Stock futures are up sharply as the Markets remain optimistic about the States reopening their economies. There is also news on the vaccine front as Novavax said it started the first human study of its experimental coronavirus vaccine. The company said it expects initial results on safety and immune responses in July. Merck also announced plans to work alongside nonprofit scientific research organization IAVI to develop a potential vaccine against the coronavirus.
So can the Markets continue to move higher, based on sentiment yes, but based on the technicals possibly.
The moving average is the most ubiquitous and simplest technical analysis tool used by discretionary and system traders, market analysts and those pestering algos. The 200 moving average, the king of moving averages is used on a daily chart to determining the overall long-term market trend over the last 40 weeks. Discretionary and system traders, market analysts and those pestering algos also use moving averages for support and resistance.
What's significant about where the 200 moving average now is it lines up with the psychological round number of 3000. As humans, we tend to think in terms of whole, round numbers.
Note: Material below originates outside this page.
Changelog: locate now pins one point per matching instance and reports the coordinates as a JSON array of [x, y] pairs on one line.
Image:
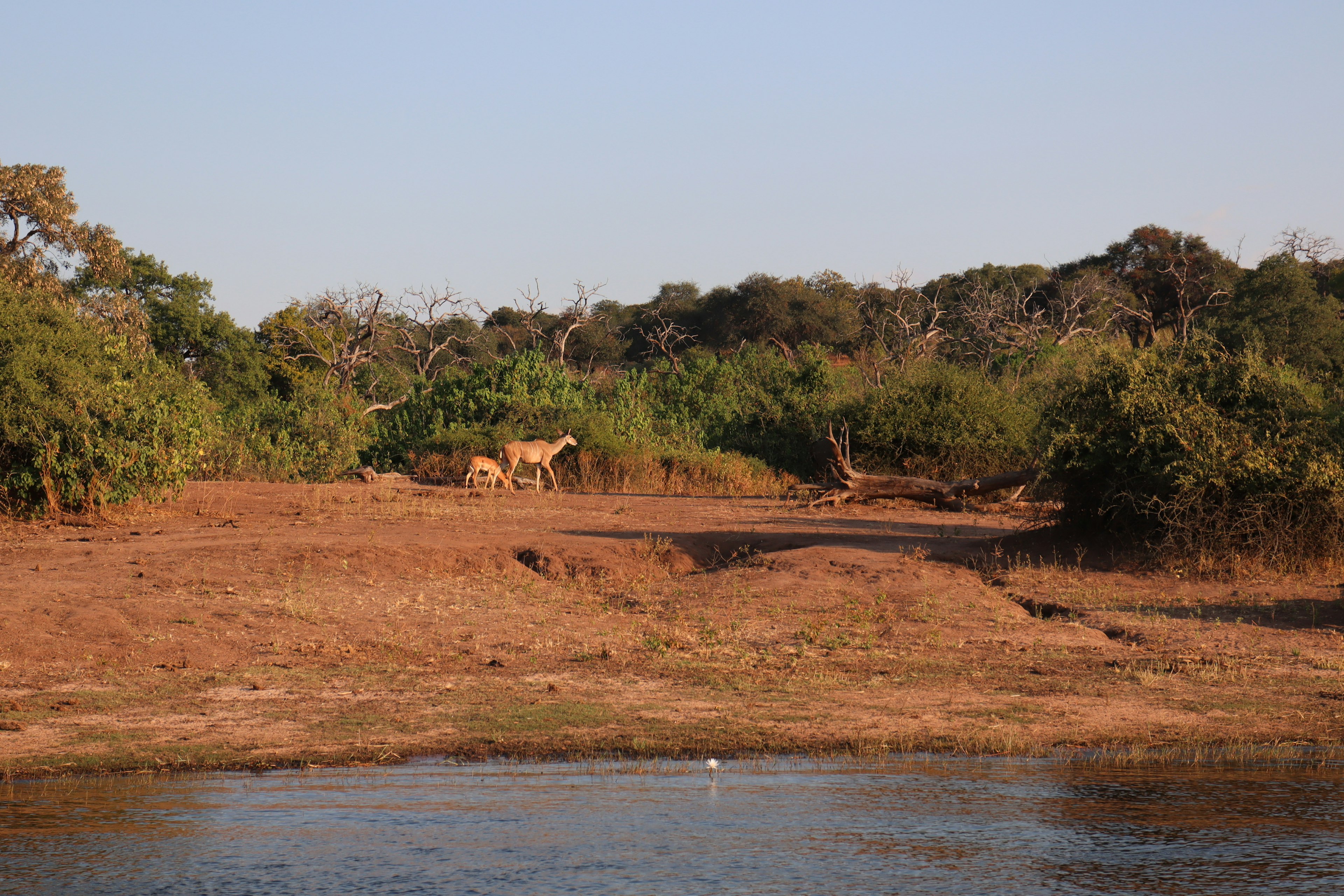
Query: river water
[[915, 827]]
In trading, most traders / investors tend to prefer rounded values to odd, random values. Because of this psychology, areas of support and resistance tend to form around certain price levels since traders subconsciously tend to place stops and take profits at areas where price is rounded.
There isn’t a name for when price crosses over and above the 50 day moving average, while the 50 day moving average crosses over and above the 200 day moving average, but it’s statistical significant on the S&P 500.
Since 2009, the S&P has crossed above its 50-day moving average, a key technical level, on 10 other occasions (with a minimum of one month between episodes).
Two weeks after the S&P 500 crossed back over its 50-day moving average, the S&P, Dow Jones Industrial Average and Nasdaq Composite all tend to trade consistently higher — each a positive trade 90% of the time, according to a CNBC analysis of Kensho, a machine-learning tool used by Wall Street banks and hedge funds to identify trading opportunities from historical market patterns.
After reaching the March lows, price has stormed back, but for the last month, price has been range bound. Honestly, I don't know what's going to happen next, but will continue to use the charts to guide me.
This post is my personal opinion. I’m not a financial advisor, this isn't financial advise. Do your own research before making investment decisions.